What topic would you like to be presenting on in a data science conference a year from now?
I think one thing I’m going to be talking more about next year is this vctrs package that I’ve been working on. The package provides tools for handling object types in R and managing the types of inputs and outputs that a function expects and produces. My motivation for this is partly because there are a lot of inconsistencies in the tidyverse and base R that vctrs aims to fix. I think of this as part of my mental model because when I read R code, there’s a simplified R interpreter in my head which mainly focuses on the types of objects and predicts whether some code is going to work at all or if it’s going to fail. So part of the motivation behind this package is me thinking about how to get stuff out of my head and into the heads of other people so they can write well-functioning and predictable R code.
What do you hope to see out of RStudio in the next 5 years?
Generally, I want RStudio to be continually strengthening the connections between R and other programming languages. There’s an RStudio version 1.2 coming out which has a bunch of features to make it easy to use SQL, Stan and Python from RStudio. Also, the collaborative work we do with Wes McKinney and Ursa Labs – I think we’re just going to see more and more of that because data scientists are working in bigger and bigger teams on a fundamentally collaborative activity so making it as easy as possible to get data in and out of R is a big win for everyone.

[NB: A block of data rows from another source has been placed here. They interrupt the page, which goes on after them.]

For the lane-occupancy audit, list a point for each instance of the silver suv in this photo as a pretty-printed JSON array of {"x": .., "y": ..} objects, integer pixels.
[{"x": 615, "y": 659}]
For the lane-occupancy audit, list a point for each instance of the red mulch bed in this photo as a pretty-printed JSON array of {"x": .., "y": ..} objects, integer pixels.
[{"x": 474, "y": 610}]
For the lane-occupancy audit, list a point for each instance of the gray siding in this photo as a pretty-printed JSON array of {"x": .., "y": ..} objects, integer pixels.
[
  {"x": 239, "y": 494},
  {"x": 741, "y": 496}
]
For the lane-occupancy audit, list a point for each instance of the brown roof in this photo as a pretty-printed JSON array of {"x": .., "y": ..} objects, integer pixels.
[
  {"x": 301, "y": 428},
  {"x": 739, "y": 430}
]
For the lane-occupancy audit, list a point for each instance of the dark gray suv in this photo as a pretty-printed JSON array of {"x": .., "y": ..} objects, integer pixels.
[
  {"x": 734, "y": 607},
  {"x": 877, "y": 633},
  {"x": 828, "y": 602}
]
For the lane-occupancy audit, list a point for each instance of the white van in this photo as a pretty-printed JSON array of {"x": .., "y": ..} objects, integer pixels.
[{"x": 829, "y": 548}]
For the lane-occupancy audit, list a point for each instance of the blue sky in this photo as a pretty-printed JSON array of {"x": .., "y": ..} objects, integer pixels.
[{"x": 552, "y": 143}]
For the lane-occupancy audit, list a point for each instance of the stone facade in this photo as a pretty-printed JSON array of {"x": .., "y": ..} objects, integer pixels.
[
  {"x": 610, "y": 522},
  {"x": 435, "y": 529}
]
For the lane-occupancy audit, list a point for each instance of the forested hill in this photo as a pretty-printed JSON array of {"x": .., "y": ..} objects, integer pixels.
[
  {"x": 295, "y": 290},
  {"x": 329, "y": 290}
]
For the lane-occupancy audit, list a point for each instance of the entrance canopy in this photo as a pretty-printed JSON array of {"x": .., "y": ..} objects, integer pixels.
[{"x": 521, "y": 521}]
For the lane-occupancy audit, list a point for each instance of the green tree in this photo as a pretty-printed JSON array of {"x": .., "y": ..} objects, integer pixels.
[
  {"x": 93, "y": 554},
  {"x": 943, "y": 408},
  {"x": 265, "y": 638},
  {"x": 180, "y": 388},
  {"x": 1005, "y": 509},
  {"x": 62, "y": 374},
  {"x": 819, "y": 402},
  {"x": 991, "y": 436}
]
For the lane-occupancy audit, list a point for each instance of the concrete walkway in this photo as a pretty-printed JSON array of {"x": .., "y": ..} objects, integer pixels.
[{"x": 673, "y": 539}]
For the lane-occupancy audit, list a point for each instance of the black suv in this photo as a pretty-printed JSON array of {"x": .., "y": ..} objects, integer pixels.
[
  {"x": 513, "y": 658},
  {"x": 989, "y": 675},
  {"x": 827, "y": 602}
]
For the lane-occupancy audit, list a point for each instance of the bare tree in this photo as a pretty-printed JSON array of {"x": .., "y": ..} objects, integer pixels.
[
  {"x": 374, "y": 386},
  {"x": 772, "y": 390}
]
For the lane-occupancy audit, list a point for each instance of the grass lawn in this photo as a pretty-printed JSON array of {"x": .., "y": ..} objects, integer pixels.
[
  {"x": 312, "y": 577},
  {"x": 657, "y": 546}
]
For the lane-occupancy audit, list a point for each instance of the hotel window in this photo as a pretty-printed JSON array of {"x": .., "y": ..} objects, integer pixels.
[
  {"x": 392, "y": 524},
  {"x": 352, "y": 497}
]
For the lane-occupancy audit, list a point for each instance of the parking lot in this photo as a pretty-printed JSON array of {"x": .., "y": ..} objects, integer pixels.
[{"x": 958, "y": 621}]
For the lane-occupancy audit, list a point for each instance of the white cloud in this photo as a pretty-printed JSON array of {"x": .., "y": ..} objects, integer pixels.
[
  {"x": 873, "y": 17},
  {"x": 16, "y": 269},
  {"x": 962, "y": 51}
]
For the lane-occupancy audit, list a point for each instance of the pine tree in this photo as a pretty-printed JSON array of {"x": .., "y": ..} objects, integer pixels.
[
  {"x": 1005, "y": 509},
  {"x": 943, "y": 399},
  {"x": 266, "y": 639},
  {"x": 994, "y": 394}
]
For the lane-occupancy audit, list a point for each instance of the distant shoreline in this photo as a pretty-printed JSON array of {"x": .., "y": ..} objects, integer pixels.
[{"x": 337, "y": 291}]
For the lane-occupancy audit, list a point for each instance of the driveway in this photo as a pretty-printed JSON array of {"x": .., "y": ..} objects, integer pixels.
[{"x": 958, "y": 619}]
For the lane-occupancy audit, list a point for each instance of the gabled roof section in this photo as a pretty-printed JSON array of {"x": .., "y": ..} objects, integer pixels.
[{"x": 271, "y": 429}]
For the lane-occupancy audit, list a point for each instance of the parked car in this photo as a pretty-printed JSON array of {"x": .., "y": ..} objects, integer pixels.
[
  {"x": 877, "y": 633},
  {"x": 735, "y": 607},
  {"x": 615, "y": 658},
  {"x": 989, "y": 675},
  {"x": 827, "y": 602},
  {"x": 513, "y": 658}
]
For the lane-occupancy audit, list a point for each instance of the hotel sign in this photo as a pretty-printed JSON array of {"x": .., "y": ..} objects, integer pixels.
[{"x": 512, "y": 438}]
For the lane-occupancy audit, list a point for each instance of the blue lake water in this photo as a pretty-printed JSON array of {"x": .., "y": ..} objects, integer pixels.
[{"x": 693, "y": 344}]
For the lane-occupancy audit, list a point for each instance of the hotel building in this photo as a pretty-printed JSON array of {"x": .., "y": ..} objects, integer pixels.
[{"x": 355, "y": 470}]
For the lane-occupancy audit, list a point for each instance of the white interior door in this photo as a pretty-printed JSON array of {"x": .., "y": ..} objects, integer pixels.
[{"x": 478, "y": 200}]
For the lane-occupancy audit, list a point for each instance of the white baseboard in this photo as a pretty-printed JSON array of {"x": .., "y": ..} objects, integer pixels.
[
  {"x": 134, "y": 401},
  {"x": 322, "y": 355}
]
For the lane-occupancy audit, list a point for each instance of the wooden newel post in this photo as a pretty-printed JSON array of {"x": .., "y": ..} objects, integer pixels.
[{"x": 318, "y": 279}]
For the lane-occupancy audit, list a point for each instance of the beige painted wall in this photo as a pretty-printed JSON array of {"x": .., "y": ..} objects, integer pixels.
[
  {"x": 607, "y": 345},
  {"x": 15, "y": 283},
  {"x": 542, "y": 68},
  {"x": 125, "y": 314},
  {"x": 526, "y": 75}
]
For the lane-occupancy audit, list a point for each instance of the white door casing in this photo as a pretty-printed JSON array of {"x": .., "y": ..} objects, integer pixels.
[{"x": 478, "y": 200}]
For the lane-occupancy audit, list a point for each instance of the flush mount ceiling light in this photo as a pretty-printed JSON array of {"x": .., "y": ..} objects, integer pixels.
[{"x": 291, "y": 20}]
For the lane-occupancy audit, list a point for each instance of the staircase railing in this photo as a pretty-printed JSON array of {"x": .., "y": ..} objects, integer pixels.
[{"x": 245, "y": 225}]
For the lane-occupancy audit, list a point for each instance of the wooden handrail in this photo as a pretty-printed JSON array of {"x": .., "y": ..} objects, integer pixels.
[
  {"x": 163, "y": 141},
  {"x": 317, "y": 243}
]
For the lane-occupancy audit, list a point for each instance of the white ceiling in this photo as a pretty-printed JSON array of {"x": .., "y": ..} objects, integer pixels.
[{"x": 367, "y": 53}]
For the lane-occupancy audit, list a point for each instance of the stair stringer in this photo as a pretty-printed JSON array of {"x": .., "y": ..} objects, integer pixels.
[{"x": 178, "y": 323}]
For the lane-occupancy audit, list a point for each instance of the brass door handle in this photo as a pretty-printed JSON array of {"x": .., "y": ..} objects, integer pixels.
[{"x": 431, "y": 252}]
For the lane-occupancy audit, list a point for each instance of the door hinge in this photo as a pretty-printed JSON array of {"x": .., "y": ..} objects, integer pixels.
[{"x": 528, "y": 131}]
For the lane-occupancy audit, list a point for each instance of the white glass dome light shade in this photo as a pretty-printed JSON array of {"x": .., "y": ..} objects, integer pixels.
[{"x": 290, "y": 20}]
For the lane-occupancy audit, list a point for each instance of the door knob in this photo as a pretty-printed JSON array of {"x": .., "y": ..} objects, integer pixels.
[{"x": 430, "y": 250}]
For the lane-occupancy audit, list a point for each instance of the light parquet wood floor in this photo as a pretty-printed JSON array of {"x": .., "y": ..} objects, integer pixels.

I’m also excited to see the work that Max Kuhn has been doing on tidy modelling. I think the idea is really appealing because it gives modelling an API that is very similar to the tidyverse. But I think the thing that’s really neat about this work is that it takes inspiration from dplyr to separate the expression of a model from its computation so you can express the model once and fit it in R, Spark, tensorflow, Stan or whatever. The R language is really well suited to exploit this type of tool where the computation is easily described in R and executed somewhere that is more suitable for high performance.